Competition is intense from well-established players like Adobe, Salesforce, Iterable, and Klaviyo, who have greater resources. Pricing pressure and bundling strategies could erode market share. Braze is heavily reliant on third-party cloud infrastructure (AWS, Rackspace) and mobile operating systems (Apple, Google, Android). Any service disruption or policy change (e.g., anti-tracking updates) could degrade platform performance and customer satisfaction. The company’s single-platform dependence amplifies these risks.

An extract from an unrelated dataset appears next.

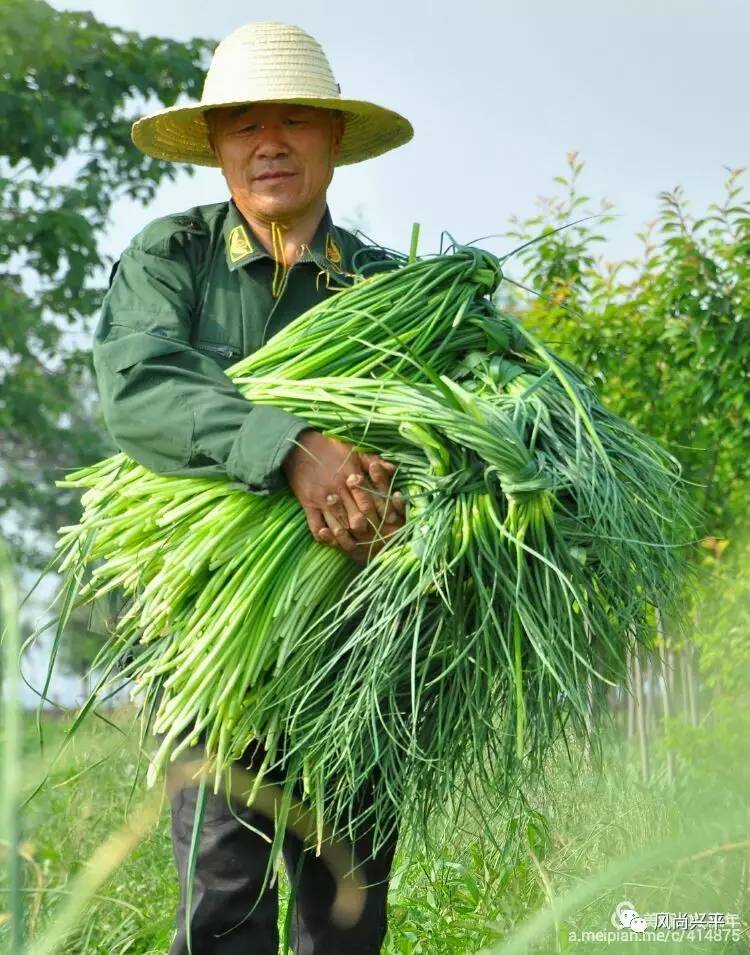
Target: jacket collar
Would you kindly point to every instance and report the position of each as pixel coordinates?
(243, 246)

Privacy, Data Security & Legal Risks

Braze processes large volumes of personal data, subjecting it to stringent privacy laws (GDPR, CCPA, HIPAA). Non-compliance could result in fines up to 4% of global revenue or $7,500 per violation. Data breaches could lead to customer churn, litigation, and reputational harm. Cross-border data transfer mechanisms (e.g., Data Privacy Framework) face ongoing legal challenges, increasing compliance costs. Intellectual property claims, including patent and open-source disputes, could require costly settlements or redesign.

Strategic & Growth Risks

International expansion exposes Braze to currency fluctuations, local labor laws, anti-corruption regulations, and political instability. The company’s hybrid work model may impact culture and security. Acquisitions (e.g., OfferFit) may not yield expected synergies and could dilute shareholder value. The ability to attract and retain key personnel, especially in engineering and sales, is critical for growth.

Cash Flow Quality

The provided document excerpt does not contain the actual cash flow statement. It includes the auditor's report and table of contents, but the cash flow data for the years ended January 31, 2026, 2025, and 2024 is not included in the input. Therefore, no analysis can be performed.